For myself, I was doing okay until the message started to sink in. The gospel is good news to the suffering and bad news to those who despise the suffering rather than the sin. That has been and remains my own experience, my own battle with self and need for the faith that only Christ can inspire in me. I run from suffering. Yet, I need the very thing I fear the most, to abide with him at Calvary.
For some time Galatians 2.20 has fascinated me, challenged me, troubled me, and been my hope.
“I have been crucified with Christ; it is no longer I who live, but Christ lives in me; and the life which I now live in the flesh I live by faith in the Son of God, who loved me and gave Himself for me."

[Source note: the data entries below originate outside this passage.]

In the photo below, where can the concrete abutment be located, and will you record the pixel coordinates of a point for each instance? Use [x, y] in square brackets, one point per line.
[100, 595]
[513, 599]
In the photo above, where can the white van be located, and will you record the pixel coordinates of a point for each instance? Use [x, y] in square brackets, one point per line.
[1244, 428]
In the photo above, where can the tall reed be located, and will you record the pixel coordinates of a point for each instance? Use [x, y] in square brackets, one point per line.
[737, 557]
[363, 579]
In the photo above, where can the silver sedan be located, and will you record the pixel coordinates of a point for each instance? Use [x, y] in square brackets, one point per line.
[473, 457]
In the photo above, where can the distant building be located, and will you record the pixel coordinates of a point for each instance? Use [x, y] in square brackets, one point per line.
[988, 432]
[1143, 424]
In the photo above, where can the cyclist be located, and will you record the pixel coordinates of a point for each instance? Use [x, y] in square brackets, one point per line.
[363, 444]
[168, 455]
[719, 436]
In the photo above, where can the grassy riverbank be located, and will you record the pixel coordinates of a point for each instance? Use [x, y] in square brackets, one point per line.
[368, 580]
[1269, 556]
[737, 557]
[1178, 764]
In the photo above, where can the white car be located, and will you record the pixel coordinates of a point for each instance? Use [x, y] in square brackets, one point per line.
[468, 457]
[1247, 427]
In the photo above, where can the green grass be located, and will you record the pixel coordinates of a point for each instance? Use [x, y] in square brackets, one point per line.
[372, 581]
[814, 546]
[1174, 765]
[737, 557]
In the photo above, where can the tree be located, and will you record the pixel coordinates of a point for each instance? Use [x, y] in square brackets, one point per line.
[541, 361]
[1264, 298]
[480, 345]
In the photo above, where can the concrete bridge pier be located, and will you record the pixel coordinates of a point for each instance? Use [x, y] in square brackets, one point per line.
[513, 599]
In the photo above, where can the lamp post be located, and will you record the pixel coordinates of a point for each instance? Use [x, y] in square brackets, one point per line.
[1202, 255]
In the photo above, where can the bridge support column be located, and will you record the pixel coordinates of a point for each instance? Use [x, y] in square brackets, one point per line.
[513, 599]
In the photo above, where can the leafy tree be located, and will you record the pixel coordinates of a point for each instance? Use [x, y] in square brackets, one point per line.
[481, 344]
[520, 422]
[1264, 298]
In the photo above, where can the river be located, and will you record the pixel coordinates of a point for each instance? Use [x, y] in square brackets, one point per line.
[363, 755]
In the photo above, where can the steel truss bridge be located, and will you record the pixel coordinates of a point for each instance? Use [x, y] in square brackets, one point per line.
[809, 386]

Is this really the experience I want everyday? Is this the Jesus I want to be with and want to be like, He who is crucified to the world and the world to him? (Gal. 6.14)
Who do we know who can say with the apostle Paul, “From now on let no one trouble me, for I bear in my body the marks of the Lord Jesus."? (Gal. 6.17). Yet this was not meant to be the way of a few. He taught that all discipleship was bearing the burdens of others (Gal. 6.3), “so fulfilling the law of Christ". In doing so we are compelled to identify with their sinful state as wounded healers.
And along this same line is a profound paradox to contemplate, again only resolved by faith, not by logic:
“We have this treasure in earthen vessels, that the excellence of the power may be of God and not of us. We are hard-pressed on every side, yet not crushed; we are perplexed, but not in despair; persecuted, but not forsaken; struck down, but not destroyed— always carrying about in the body the dying of the Lord Jesus, that the life of Jesus also may be manifested in our body. For we who live are always delivered to death for Jesus’ sake, that the life of Jesus also may be manifested in our mortal flesh. So then death is working in us, but life in you." II Cor. 4.7-12
Ironic this, that cheap grace appears to have conquered the costly grace of the cross, yet it is only the devil’s deception. Christ has a “great multitude" hidden still in the bowels of the earth, in the places pride and pleasure does not even bother to look. I believe the saints of God will appear from among those thought most cursed by the world, the same despised lepers, blind, maimed, poor, and outcast that were an embarrassment to everyone but Jesus.